Son utilisation d’un médium traditionnellement féminin et domestique pour représenter une iconographie gayskin radoucit ses scènes érotiques tout en interrogeant les rôles genrés que l’on endosse. Contrairement aux photos de David, ses sujets demeurent anonymes, rendant l’identification plus facile, peut-être, pour les skins interrogeant leur sexualité comme il l’a fait à l’époque, attendant plusieurs années avant de faire son coming-out par peur des représailles et de l’isolement de son cercle d’amis skin. Sa représentation d’une contre-culture gay tout en reprenant les codes visuels skinhead – bottes et bretelles, crânes rasés – a pour but de rendre l’inclusion de jeunes skins queers plus facile et de lutter ouvertement contre l’homophobie et la transphobie dans le milieu.

Celia Gonzalez Carasco


L’artiste tatoueuse et dessinatrice espagnole Celia Gonzalez Carrasco (https://www.instagram.com/xgoepetattoox/) a la même approche militante dans son travail, visant à lui donner une portée antiraciste, féministe, queer et trans. Ses planches de flash tattoos réalisées spécialement pour l’exposition explorent une vision alternative de la scène skinhead – une qui exhorte à « stay true » sans alcool ni drogue, cause massive d’incarcération en Espagne ou de manipulation par les autorités qui se sert des membres arrêtés comme levier pour démanteler des opérations antifa. Les skingirls de Celia arborent elles-mêmes une batte ou un couteau et sortent entre elles – ‘Skingirl love’ représente un couple skin lesbien tout en glissant le symbole trans sur le bras de l’une d’entre elles – une autre manière de dire qu’une identité ne se lit pas au premier abord, semant des indices tout en laissant chacun en tirer ses propres conclusions.

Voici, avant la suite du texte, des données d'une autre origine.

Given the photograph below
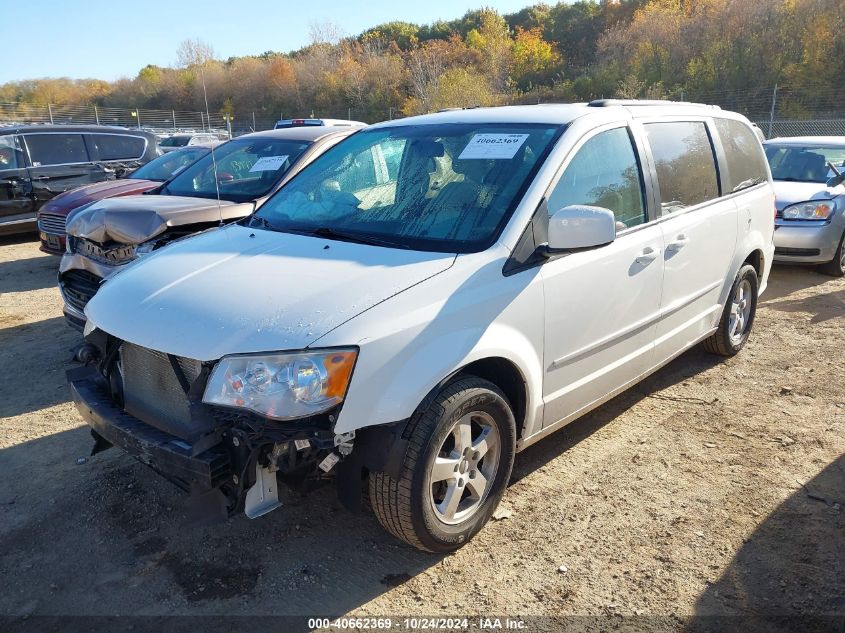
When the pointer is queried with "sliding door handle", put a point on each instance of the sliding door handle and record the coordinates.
(678, 243)
(647, 256)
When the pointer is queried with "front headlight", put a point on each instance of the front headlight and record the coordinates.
(282, 386)
(812, 210)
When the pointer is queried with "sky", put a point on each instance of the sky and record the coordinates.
(112, 39)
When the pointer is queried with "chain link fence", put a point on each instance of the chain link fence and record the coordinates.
(164, 120)
(818, 127)
(244, 123)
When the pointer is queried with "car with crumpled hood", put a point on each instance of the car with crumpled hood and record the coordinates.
(52, 217)
(405, 326)
(228, 184)
(809, 180)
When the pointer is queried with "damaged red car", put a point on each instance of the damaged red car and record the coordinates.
(52, 217)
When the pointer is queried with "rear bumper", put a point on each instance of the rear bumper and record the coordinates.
(168, 455)
(807, 242)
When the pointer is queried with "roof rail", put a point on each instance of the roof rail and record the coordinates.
(604, 103)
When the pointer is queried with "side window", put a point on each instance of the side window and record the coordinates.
(686, 169)
(744, 156)
(56, 149)
(118, 147)
(10, 153)
(604, 173)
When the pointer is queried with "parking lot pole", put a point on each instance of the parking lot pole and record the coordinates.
(772, 112)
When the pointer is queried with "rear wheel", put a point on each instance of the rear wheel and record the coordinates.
(836, 266)
(455, 470)
(737, 316)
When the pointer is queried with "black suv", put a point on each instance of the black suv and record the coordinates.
(38, 162)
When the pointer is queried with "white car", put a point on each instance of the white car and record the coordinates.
(427, 298)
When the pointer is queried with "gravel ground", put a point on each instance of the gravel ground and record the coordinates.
(713, 488)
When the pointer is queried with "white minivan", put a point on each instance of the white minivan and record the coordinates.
(426, 299)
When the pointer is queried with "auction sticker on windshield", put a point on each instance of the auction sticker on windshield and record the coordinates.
(269, 163)
(495, 146)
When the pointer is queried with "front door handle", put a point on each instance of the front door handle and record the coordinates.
(647, 256)
(678, 244)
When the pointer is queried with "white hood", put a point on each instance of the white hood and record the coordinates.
(240, 290)
(787, 193)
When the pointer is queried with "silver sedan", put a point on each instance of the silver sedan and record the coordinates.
(808, 175)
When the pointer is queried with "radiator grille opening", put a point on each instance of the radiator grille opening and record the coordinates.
(78, 287)
(52, 223)
(152, 393)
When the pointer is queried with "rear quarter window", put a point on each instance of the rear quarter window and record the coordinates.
(685, 164)
(119, 147)
(744, 157)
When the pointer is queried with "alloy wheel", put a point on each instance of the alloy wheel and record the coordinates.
(740, 312)
(464, 469)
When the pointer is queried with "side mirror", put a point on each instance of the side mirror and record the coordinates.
(580, 227)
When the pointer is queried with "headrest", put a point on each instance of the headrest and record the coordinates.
(426, 148)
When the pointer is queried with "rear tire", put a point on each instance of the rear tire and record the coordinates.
(836, 266)
(454, 471)
(737, 316)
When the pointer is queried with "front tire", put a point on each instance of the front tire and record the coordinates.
(836, 266)
(456, 467)
(737, 316)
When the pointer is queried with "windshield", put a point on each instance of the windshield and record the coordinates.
(804, 164)
(246, 169)
(175, 141)
(447, 188)
(166, 166)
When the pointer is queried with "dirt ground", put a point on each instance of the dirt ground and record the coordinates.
(713, 488)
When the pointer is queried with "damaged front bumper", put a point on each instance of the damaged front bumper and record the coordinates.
(233, 468)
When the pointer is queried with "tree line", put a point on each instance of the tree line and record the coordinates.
(730, 52)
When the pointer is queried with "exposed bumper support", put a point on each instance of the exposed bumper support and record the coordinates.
(166, 454)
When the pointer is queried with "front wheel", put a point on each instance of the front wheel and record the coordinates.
(737, 316)
(836, 266)
(455, 470)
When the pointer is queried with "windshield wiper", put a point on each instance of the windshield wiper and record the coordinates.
(357, 238)
(263, 222)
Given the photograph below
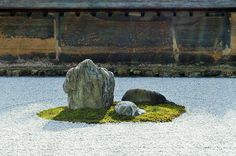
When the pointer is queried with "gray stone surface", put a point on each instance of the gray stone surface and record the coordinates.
(128, 108)
(144, 96)
(89, 86)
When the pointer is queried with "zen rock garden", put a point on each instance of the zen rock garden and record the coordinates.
(90, 91)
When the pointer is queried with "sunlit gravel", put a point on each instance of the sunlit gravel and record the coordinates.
(208, 127)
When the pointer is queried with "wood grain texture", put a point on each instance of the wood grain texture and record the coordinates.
(118, 4)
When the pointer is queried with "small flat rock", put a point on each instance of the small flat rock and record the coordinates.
(128, 108)
(141, 96)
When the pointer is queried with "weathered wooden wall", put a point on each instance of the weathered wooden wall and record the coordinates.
(166, 38)
(233, 32)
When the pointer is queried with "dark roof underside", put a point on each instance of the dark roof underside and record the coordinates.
(118, 4)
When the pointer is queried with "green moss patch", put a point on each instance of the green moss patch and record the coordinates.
(154, 113)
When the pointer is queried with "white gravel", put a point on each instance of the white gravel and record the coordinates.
(194, 133)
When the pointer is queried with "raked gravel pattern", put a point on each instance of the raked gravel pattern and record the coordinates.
(208, 128)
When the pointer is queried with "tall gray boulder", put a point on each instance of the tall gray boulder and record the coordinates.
(89, 86)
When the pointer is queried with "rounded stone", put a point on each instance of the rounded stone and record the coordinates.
(128, 108)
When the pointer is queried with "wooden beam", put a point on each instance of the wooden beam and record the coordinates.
(57, 34)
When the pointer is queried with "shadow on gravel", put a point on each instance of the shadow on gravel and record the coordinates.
(61, 126)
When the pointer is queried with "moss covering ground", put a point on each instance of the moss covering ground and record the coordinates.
(154, 113)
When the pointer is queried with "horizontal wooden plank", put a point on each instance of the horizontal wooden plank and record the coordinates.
(117, 4)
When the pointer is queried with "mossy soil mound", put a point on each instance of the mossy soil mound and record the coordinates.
(154, 113)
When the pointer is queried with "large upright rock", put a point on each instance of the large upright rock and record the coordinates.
(89, 86)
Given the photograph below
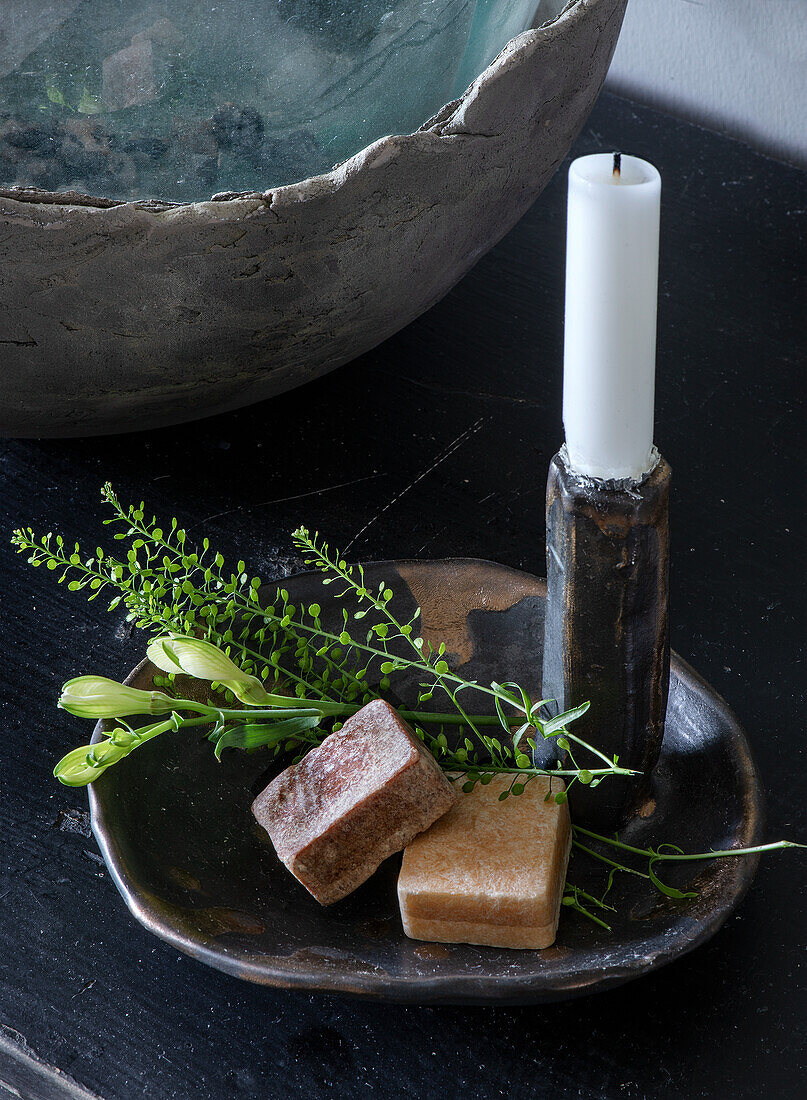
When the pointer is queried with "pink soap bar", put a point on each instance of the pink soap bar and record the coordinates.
(360, 796)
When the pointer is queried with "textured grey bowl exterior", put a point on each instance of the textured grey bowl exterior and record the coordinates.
(120, 316)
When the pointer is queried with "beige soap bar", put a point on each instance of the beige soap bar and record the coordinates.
(488, 871)
(352, 802)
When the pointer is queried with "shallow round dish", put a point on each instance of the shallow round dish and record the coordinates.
(177, 835)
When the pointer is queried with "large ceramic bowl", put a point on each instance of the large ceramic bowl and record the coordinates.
(118, 315)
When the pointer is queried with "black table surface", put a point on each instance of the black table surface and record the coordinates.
(437, 444)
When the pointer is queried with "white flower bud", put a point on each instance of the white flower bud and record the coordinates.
(205, 661)
(100, 697)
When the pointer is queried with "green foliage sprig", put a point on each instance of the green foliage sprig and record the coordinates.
(297, 680)
(167, 586)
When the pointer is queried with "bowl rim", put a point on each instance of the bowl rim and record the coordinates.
(280, 971)
(444, 122)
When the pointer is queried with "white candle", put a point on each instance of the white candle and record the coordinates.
(611, 295)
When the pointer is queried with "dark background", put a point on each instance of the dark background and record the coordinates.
(437, 444)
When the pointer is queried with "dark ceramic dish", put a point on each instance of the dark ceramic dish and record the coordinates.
(179, 840)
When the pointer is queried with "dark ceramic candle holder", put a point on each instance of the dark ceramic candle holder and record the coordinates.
(607, 633)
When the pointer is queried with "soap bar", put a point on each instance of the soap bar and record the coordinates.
(353, 801)
(489, 872)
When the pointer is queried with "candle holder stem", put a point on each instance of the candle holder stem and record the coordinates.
(607, 636)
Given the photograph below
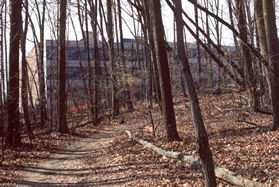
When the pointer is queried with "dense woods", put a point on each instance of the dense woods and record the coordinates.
(73, 67)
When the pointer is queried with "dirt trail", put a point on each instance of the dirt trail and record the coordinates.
(68, 167)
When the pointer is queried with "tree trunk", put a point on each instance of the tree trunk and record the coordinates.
(24, 78)
(13, 134)
(115, 107)
(62, 97)
(202, 139)
(153, 53)
(273, 56)
(127, 93)
(246, 56)
(164, 74)
(222, 173)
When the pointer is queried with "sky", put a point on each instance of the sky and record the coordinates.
(167, 14)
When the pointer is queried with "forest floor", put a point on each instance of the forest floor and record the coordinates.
(103, 155)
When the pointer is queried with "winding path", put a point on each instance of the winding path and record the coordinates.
(68, 167)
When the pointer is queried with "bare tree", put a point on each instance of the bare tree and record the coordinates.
(109, 24)
(202, 138)
(164, 74)
(273, 56)
(13, 134)
(62, 96)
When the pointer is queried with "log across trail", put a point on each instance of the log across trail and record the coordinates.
(80, 164)
(221, 173)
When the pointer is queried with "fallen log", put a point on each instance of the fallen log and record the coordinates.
(221, 173)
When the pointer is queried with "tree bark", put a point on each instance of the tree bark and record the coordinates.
(246, 56)
(164, 74)
(202, 139)
(62, 97)
(13, 134)
(221, 173)
(114, 101)
(273, 57)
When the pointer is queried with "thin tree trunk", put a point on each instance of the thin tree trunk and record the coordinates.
(164, 74)
(62, 97)
(246, 56)
(24, 78)
(127, 93)
(13, 134)
(273, 56)
(202, 138)
(115, 107)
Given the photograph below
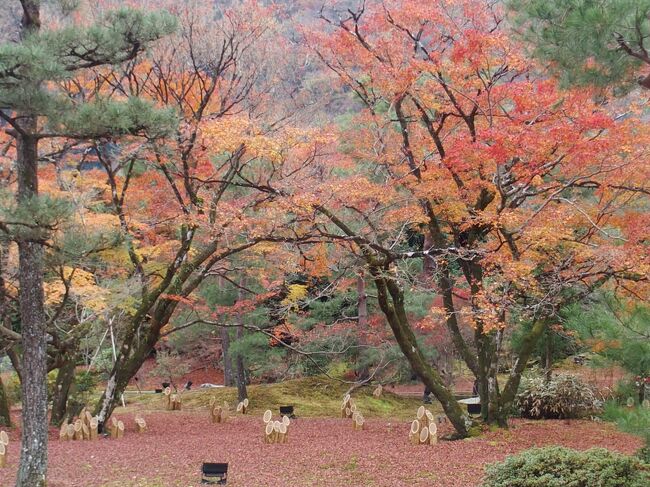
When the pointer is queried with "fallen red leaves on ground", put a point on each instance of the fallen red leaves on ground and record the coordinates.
(320, 452)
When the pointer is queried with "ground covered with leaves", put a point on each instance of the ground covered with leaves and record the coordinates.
(320, 452)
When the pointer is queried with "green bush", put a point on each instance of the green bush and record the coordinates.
(635, 420)
(564, 396)
(562, 467)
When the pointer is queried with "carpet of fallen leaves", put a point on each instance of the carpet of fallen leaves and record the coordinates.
(320, 452)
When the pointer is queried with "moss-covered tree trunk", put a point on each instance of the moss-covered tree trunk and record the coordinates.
(33, 460)
(64, 380)
(5, 409)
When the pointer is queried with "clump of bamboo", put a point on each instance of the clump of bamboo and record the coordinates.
(218, 414)
(275, 431)
(423, 429)
(348, 407)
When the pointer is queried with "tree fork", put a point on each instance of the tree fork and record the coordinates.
(391, 301)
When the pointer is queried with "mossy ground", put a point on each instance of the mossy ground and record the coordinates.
(310, 397)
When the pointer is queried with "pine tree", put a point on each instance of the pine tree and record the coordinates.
(35, 109)
(589, 41)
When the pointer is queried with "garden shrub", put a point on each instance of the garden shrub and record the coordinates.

L’exposition forte et engagée laisse entrevoir un sujet que la plupart ignorent au sein d’un milieu comme d’un autre. La rencontre de deux communautés et cultures par le biais d’illustrations, de broderies et des photographies permet d’envisager une autre vision des skinhead – une qui laisse le fascisme, le racisme et l’homophobie à la porte. L’exposition a su s’adapter aux villes qu’elle a parcouru – après un début à l’université de Pau, la recherche d’un squat comme lieu d’exposition à Paris correspond aussi à une volonté de ne pas laisser une énergie contre-culture se faire réapproprier par un lieu d’exposition trop neutre et aseptisé, au lieu d’un endroit ouvertement solidaire et militant. L’exposition n’a pas fini son périple – en fait, l’enthousiasme est si grand que d’autres villes sont envisagées à l’avenir en France comme un Europe, ainsi qu’un agrandissement de la sélection pour une future édition. L’initiative n’a pas uniquement permis de faire découvrir les existences, tensions et luttes des femmes et personnes queers dans le milieu skinhead – elle pourrait même contribuer à faire avancer leur combat en termes de visibilité et de résistance.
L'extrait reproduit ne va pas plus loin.